Musique_Canada, Nominaion de M. Martin Cloutier chez Finger Music Canada


(New York, le jeudi 11 novembre 2011)

Finger Music, société de conception sonore, active dans les domaines de la
publicité, de la télévision, du film, des jeux vidéo et des nouveaux médias
annonce son implantation au Canada et l’embauche de Martin Cloutier pour
promouvoir ses services au pays. Basé à Montréal, Martin Cloutier a été choisi
à la suite d’un processus de plusieurs mois, en raison de sa vaste expérience
en programmation et mise en marché musicale ainsi que dans l’industrie du
divertissement.

Martin Cloutier oeuvre, depuis le printemps 2011, à titre de consultant pour
Espace Musique, s’affairant, avec l’équipe en place, à la redéfinition de la grille
musicale de cette chaîne de Radio-Canada. Dans le cadre d’un mandat
similaire, monsieur Cloutier a auparavant été actif au sein de la chaîne
MusiquePlus (AstralMédia), concourant à redéfinir sa mission et à développer
des stratégies de programmation destinées à faire croître ses parts de marché.
Il a également travaillé durant plusieurs années chez Disques Audiogram, plus
important label indépendant du Canada. En plus de mener ses activités au
sein d’Espace Musique, monsieur Cloutier deviendra l’antenne de Finger
Music au Canada, favorisant la rapide croissance internationale que connaît
cette société américaine dont le siège social est à New York.

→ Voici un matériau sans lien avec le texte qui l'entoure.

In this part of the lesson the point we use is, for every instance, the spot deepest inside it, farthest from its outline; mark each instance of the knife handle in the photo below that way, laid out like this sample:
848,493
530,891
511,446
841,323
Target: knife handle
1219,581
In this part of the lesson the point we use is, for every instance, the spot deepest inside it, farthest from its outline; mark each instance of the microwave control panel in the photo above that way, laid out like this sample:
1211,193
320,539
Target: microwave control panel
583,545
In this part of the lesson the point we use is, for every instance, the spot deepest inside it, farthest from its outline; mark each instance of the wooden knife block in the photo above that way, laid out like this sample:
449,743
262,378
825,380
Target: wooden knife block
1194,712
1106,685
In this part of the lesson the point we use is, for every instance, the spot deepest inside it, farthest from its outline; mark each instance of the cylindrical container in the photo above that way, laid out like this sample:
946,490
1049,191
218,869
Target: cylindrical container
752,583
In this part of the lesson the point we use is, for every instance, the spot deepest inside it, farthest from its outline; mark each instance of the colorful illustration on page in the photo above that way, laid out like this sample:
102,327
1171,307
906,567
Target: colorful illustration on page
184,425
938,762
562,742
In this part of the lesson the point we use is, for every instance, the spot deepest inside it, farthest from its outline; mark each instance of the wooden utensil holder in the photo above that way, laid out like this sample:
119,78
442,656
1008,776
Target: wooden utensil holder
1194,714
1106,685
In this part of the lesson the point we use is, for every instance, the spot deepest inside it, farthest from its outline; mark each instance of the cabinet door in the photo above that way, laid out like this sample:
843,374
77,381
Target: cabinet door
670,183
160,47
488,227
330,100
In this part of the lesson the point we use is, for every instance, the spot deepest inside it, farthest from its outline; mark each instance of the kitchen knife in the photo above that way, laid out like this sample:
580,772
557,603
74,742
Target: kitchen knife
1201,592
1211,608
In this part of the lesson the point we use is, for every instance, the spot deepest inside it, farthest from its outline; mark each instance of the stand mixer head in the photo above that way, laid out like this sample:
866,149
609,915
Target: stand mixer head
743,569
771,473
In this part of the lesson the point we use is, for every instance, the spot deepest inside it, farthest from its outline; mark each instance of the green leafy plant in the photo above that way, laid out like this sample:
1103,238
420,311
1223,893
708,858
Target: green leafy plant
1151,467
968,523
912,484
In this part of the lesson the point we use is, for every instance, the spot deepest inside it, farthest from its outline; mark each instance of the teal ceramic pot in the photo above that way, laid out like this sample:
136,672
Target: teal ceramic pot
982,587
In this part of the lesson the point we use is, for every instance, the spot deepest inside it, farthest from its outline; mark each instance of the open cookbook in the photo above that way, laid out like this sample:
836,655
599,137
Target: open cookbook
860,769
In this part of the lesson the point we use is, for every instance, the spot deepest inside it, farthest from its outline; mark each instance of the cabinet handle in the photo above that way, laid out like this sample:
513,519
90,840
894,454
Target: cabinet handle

Je suis très heureux de cette association avec Finger Music, dont l’arrivée au Canada constitue une bonne nouvelle pour l’ensemble de l’industrie, commente Martin Cloutier. Le bassin de créateurs, les réalisations et la qualité des services offerts par Finger Music sont impressionnants, surtout en tenant compte de leur compréhension rapide des besoins de ses clients et de leurs grilles tarifaires. » Une première campagne dont la trame sonore est signée Finger Music, a déjà été activée pour le compte de l’agence BOS (publicité Fido).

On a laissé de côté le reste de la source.